Every single day, I’m introduced to new games through social media, and September 22, 2025, was no different. Except it was a little different, because I was thoroughly marketed to via the debut marketing event of The Dungeon Experience

In case you haven’t seen it, here is that debut marketing event, so that you can be marketed to alongside me:

Having seen that, I’m sure you’re probably wondering what on earth you just watched, but you’re also probably already downloading the demo through Steam. Eh.

The Dungeon Experience is a comedy–packed, satire RPG from Bone Assembly, aka Jakob Janerka (developer of Paradigm), and Simon Boxer (developer of Ring of Pain). It is filled with the type of humor that is impossible not to laugh at, and I mean truly laugh out loud, and the newly released demo has left me wanting more of this little crab. 

A singularly hard-working crab

Crab in The Dungeon Experience

The Dungeon Experience is set in a ‘theme park’, set up and executed entirely by one little crab with big dreams and, apparently, a lack of budget for special effects. This little crab is, in my eyes, an absolutely incredible role model in many ways. Not only has be created this delightful cardboard and drone-based ‘theme park’, but he also single-handedly controls the ‘animatronics’, applies ‘special effects’, supplies voice-overs, and guides you through the experience while acting out various roles. 

Like I said, he’s a very hard-working crab, and I can only dream of being so entrepreneurial.

According to the crab, not only do you get to experience the joy of The Dungeon Experience, but going through his creation will also enlighten you to the ways of financial freedom.

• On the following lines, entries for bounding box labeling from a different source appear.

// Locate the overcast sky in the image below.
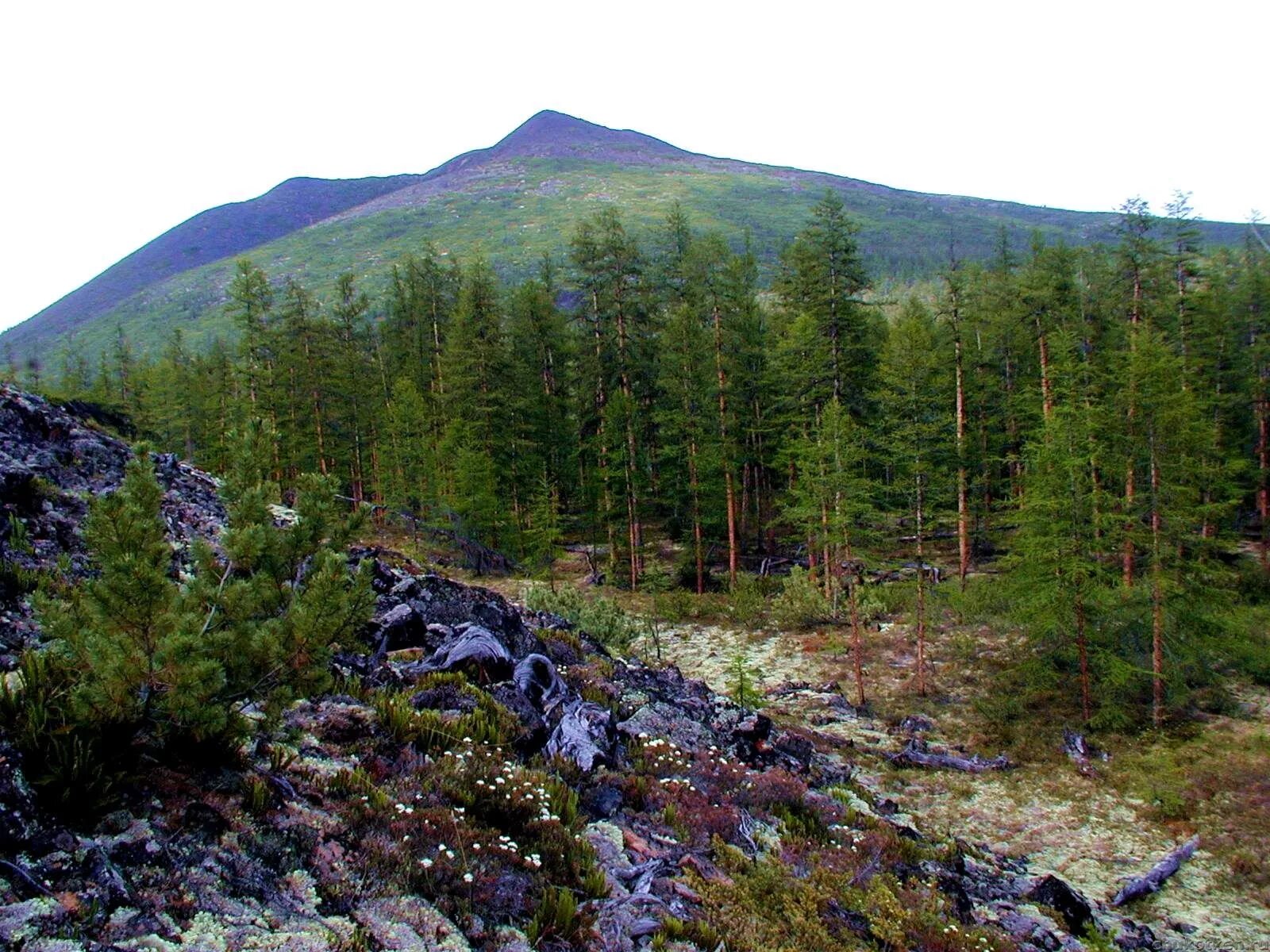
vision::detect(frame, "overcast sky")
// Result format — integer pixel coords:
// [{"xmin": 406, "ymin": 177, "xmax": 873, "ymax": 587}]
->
[{"xmin": 0, "ymin": 0, "xmax": 1270, "ymax": 328}]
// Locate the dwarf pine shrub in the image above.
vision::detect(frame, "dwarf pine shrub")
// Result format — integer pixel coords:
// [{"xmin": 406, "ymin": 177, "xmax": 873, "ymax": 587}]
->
[{"xmin": 0, "ymin": 455, "xmax": 373, "ymax": 817}]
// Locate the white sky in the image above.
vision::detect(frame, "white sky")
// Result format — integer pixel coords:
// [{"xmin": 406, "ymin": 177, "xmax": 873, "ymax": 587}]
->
[{"xmin": 0, "ymin": 0, "xmax": 1270, "ymax": 328}]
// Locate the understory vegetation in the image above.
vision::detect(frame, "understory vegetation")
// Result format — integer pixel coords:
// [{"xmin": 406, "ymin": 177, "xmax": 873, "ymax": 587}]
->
[{"xmin": 0, "ymin": 194, "xmax": 1270, "ymax": 952}]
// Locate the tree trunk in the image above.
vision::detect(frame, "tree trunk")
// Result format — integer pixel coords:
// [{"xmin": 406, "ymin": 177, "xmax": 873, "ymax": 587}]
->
[
  {"xmin": 1076, "ymin": 593, "xmax": 1094, "ymax": 724},
  {"xmin": 714, "ymin": 305, "xmax": 737, "ymax": 588},
  {"xmin": 1151, "ymin": 451, "xmax": 1164, "ymax": 728},
  {"xmin": 954, "ymin": 335, "xmax": 970, "ymax": 592},
  {"xmin": 917, "ymin": 472, "xmax": 926, "ymax": 697}
]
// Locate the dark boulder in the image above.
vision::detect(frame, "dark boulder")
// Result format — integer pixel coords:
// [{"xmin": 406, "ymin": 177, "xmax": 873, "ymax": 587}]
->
[{"xmin": 1024, "ymin": 876, "xmax": 1094, "ymax": 935}]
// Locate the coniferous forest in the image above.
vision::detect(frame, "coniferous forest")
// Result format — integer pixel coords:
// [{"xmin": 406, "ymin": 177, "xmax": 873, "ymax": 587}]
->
[
  {"xmin": 20, "ymin": 193, "xmax": 1270, "ymax": 726},
  {"xmin": 0, "ymin": 192, "xmax": 1270, "ymax": 952}
]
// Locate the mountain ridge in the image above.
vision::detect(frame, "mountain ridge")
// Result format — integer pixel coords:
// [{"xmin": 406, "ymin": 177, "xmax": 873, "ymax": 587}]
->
[{"xmin": 0, "ymin": 109, "xmax": 1242, "ymax": 359}]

Now, I don’t know about you, but that’s something that I would love to have, so I’d go through this bizarre little world even if only for that reason. 

Laugh out loud, weirdly funny

Table Man in The Dungeon Experience

While playing through the demo of The Dungeon Experience, there were multiple moments that had me giggling to myself. The humor is bizarre, off-the-wall, and at times unexpected, but it always lands in a way that should be commended. 

Take, for instance, your entrance into the dungeon itself. After talking to an animatronic warrior (once an actor becomes available, of course), you have to press some buttons to open the trap door. Except these buttons are the warrior’s bizarrely long and surprisingly sensitive nipples. Cue a Ren and Stimpy-style (or Spongebob, if you’re not old enough to have watched the OG cartoon), unexpectedly graphic change in art style, and you have to gently push both nipples back into their sockets. 

Then, after you’ve buried a man with dramatically broken legs in trash to prevent an issue during a possible health and safety inspection, you enter a reception area where a man is literally a table. Table Man eats food out of a dog bowl, and I think he has a crush fetish. 

There are plenty more moments that inspire shocked laughter that only devolves into child-like giggles at the gross or bizarre humor, and like I said, it always lands. There wasn’t a single groan from me during the entire demo, and that’s almost unheard of. 

Can’t help wanting more

Saxophone duet in The Dungeon Experience

At the end of the demo, as promised in the debut marketing event, you can indeed have a private saxophone performance from the crab. He’s surprisingly talented, and he even lets you pick his finishing move. Then, you’re invited to leave, and you get your first introduction to a giant green ball with many arms and supple red lips. 

Which is weird, but I guess we’ll see more of him in the full game. 

That’s the thing, though. The humor and absolutely unhinged moments of The Dungeon Experience leave you wanting more, and short of playing through the demo again (which I probably will, because it’s fun), the only way to get more is to get the full game once it arrives. In that sense, the demo of The Dungeon Experience has nailed the objective. I’m oddly proud of the crab. 

The Dungeon Experience demo is out now and available to download through Steam. Sadly, there’s no release date for the full game just yet.